Fierce Boss Ladies

This Latina Entrepreneur Wants To Create The Birchbox For Cannabis

Rachel hasn’t always been a cannabis enthusiast.

“When I was younger, I was very anti-cannabis,” she tells Fierce. “I had an ex-boyfriend who would spend all of his money on it, and we slowly drifted apart due to his lack of maturity.”

She didn’t know much about marijuana at the time. The little she did know was from anti-drug speeches that she’d heard from teachers and family throughout her upbringing. But that all changed when the 22-year-old entrepreneur discovered the potential medical benefits of CBD and THC, like helping with relaxation and pain relief.

With so many women increasingly turning to weed for medical reasons, Rachel couldn’t ignore the major shift taking place.

“That’s when I was finally hooked,” she says.

But as she learned more about the cannabis industry, she recognized a glaring hole in the marketplace. An entire demographic had long been overlooked, and she wanted to change that.

“What’s really shocking to me as an entrepreneur is that there are already subscription boxes built for women that are cannabis friendly, but they’re very much geared toward that ‘stoner girl’ vibe,” Rachel said. “There wasn’t anything for a consumer like myself or my friends. There isn’t an extensive brand that offers discreet packaging and simple, feminine and curated monthly essentials with products that we can leave on the coffee table next to Harper’s BAZAAR when mom comes to visit.”

Enter Vabe, a brand for the empowered, modern woman. Rachel launched Vabe to provide products and services that allow women to engage with, learn about and enjoy cannabis consumption in a way that’s comfortable and familiar to them. What’s more, it’s reflective of their lifestyle.

“As a woman who personally dreads the monthly 7-Eleven runs or sticky encounters at the smoke shop, I needed something elevated,” the Mexican-Irish-Scottish Latina explains. “Many women dislike the term ‘stoner girl.’ Even though cannabis is a part of my own life and the lives of many women I know, we aren’t potheads.”

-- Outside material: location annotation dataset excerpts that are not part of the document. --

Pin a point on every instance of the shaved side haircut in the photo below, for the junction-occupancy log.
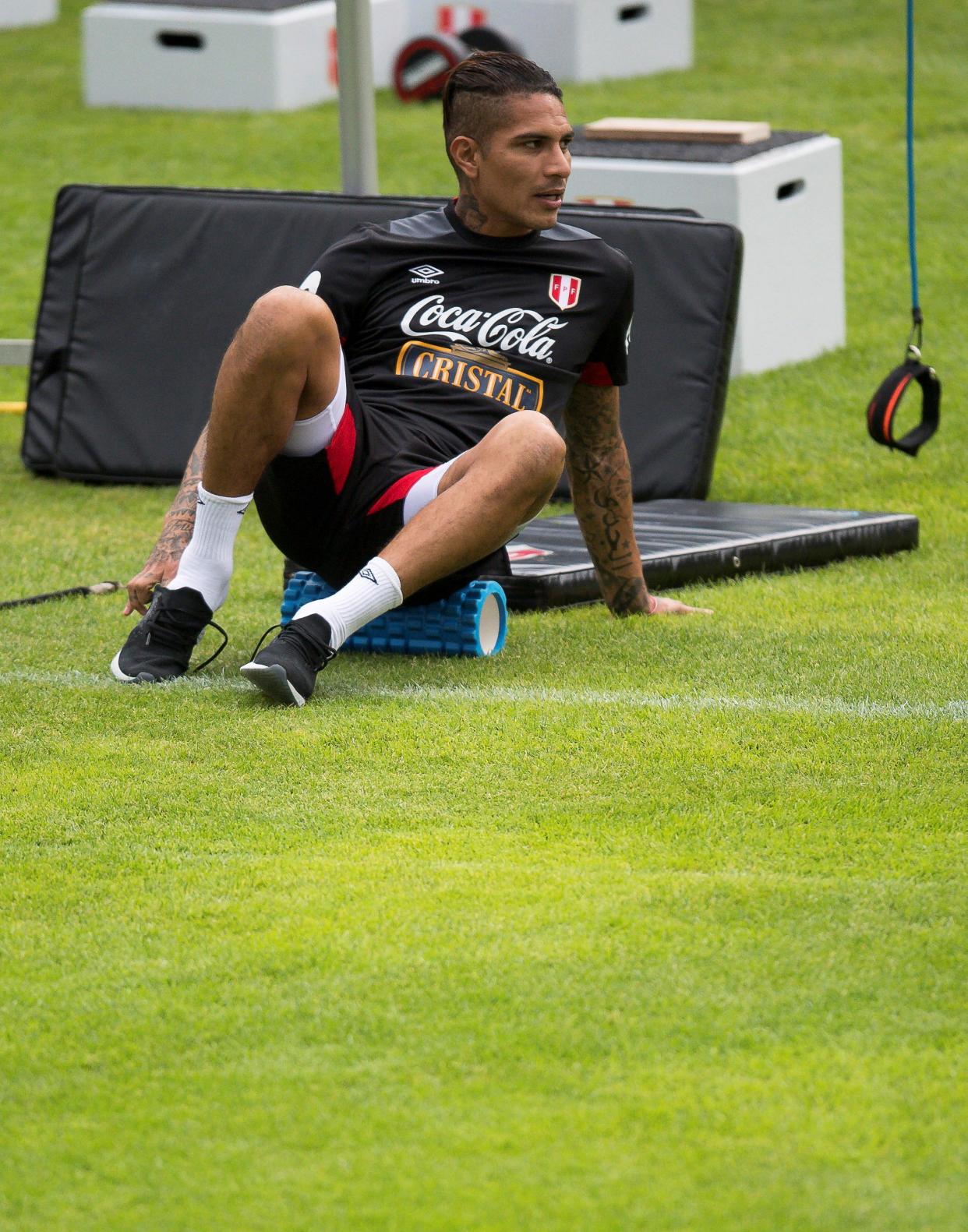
(478, 88)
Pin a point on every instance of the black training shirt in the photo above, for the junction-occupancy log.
(448, 330)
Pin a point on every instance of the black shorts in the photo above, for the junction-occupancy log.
(335, 510)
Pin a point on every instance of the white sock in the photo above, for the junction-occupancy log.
(375, 591)
(206, 562)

Vabe challenges those stereotypical labels that mischaracterize weed smokers as lazy and unmotivated.

“I wanted to build a brand that was exciting for the women dominating in grad school, the lawyers who come home and kick off their heels, the mothers who need some me time,” she said. “Vabe wants to provide not only the essentials for consuming cannabis, but the products, information and space where she can feel safe to do so. Our goal is to cut out all the stress and hoops she’s jumping through to find the product and services she needs and wants.”

What, exactly, do those products and services look like? At the moment, Vabe is taking pre-orders for its inaugural set, an “Her(b) Essentials” monthly subscription box. At $10 a month, each box includes “classy and feminine” rolling papers, matches that “she’ll love getting lit with,” fresh mints for that post-hit breath, a sticker of the month and one recipe for all the kitchen savvy folks out there.

As a Latina, Rachel said that she’s uniquely positioned to advance the conversation surrounding marijuana and people — specifically women — of color. She mentions President Donald Trump’s now-infamous speech in which he announced his presidential candidacy and simultaneously proclaimed that Mexico was bringing drugs, crime, and rapists to the U.S.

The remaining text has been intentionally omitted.